Sürü yönetim elemanı aranıyor!
Kursların muhtevası kadar enteresan olan bir meselemiz daha var. Sertifika programlarına konan isimlerdeki dönüşüm. Hekimin doktora dönüşmesi gibi bir şey değil sözünü ettiğimiz. Bir örnekle açıklamak gerekirse, çoban yerine sürü yönetim elemanının kullanılması bu türden bir dönüşüm. İnşaatçıya, kürek operatörü demeyi de unutmayalım. Türkiye'de hayvancılığın kan kaybettiğini hesaba katacak olursak, 3 bin lira maaşa rağmen çoban bulamayan adamcağızın halini de anlamış oluyoruz. İşgüzarlar fırsatı kaçırır mı hiç? ‘Sürü yönetim elemanı' kurslarının açılışı bu hadiseden sonraya denk geliyor.
‘Denizden babam çıksa yerim' diyenlerin kursu
Karides, kalamar, böcek, çipura, somon, ahtapot yemekleri, balık köftesi, buğulama, yahni, şevketi bostanlı levrek… Bu taamları yapabilmek herkesin muradı. Bir bilene danışıp öğrenmek mi? Ne münasebet! Hemen ‘Deniz ürünleri sertifikası' alıyorsunuz. Bu omega 3 dedikleri nedir? Diyette hangi balıklar tüketilebilir? gibi meraklarınız yok oluyor. Sadece bir ayda balık yemekleri uzmanı oluyorsunuz. 500 TL ödeyince balık yeme adabını da öğretiyorlar sanmayın. Programa dahil olmadığını öğrendik.
Siz hâlâ balondan çikolata kesesi yapamıyor musunuz?
Çikolatayı kim sevmez? Bitterden tutun da kestanelisine hepsinin seveni bulunur. Bundan vazife çıkaran müteşebbisler kolları sıvayalı epey oluyor. Adım başı çikolata gurmelik sertifikası, çikolata yapım kursuna rastlıyorsunuz.
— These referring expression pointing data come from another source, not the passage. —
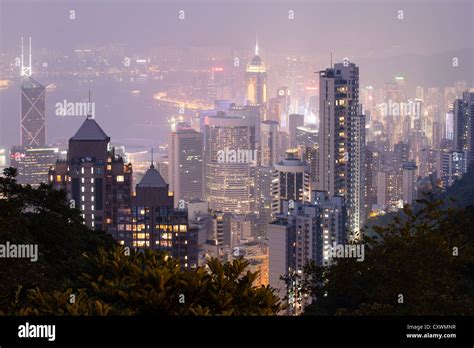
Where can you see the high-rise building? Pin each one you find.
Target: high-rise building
(33, 107)
(291, 181)
(389, 189)
(269, 143)
(186, 165)
(342, 139)
(283, 95)
(305, 231)
(157, 225)
(294, 121)
(256, 80)
(230, 153)
(97, 181)
(306, 135)
(33, 163)
(408, 182)
(463, 127)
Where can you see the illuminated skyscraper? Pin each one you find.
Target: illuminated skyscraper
(342, 139)
(464, 127)
(256, 80)
(408, 182)
(33, 163)
(230, 153)
(33, 107)
(186, 171)
(291, 181)
(270, 143)
(97, 181)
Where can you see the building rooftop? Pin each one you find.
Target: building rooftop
(90, 130)
(30, 83)
(152, 178)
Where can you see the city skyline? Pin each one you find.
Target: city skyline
(243, 158)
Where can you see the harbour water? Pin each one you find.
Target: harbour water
(124, 108)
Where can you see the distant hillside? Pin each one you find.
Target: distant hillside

Yapım kursları genellikle bir günde tamamlanıyor. Çünkü malzemeleri önünüze koyup eritmeniz ve yeniden şekillendirmeniz kafi geliyor eğiticilere. Bazı eğitimciler çıtayı yüksek tutuyor(!) Balondan çikolata kesesi yapmakta hünerli hale geliyorsunuz.
Sertifikalı kayınvalide isteriz!
Kayınvalide-gelin ilişkilerindeki iniş çıkışlar haberimizin dışında kalıyor. İki tarafın arasında kalan zavallı beyefendilerin feryadını duyan Pendik Belediyesi, 2013 yılından bu yana ‘İdeal Evlilikte Eşler ve Kayınvalidelere Düşen Roller' eğitimini veriyor. Eğitimlerde gelin, damat, kayınvalide ilişkileri irdeleniyor. Son iki haftada ise kayınvalideler kursiyer oluyor. Özellikle aile büyüğünün öfke kontrolüyle baş etmeyi öğrenmesi planlanıyor. Şimdilik, “İlla sertifikalı kaynana isterim.” diyeni duymadık ama gelecek de gelecek değil mi?
Yazar olacaktım, param yok
Yaratıcı yazarlık atölyelerini unuttuk sanmayın. Yalnızca üç ay yeterli. Ataların ‘Elif görse mertek sanır, hoca görse hortlak sanır' dediği halden çıkıyorsunuz. Bu programlar genelde bir mecmuada veyahut bir gazetede yazanların önderliğinde kapılarını açıyor. Biraz azarlanınca usta-çırak ilişkisi yaşadığınızı düşünüp sebat ederseniz ne âlâ. Kâğıdın kokusu, mürekkebin efsunuyla yazar olduğunuzu bile sanabilirsiniz. Ardından ‘güzel yazı yazma eğitimi' de alındı mı tamam oluyor.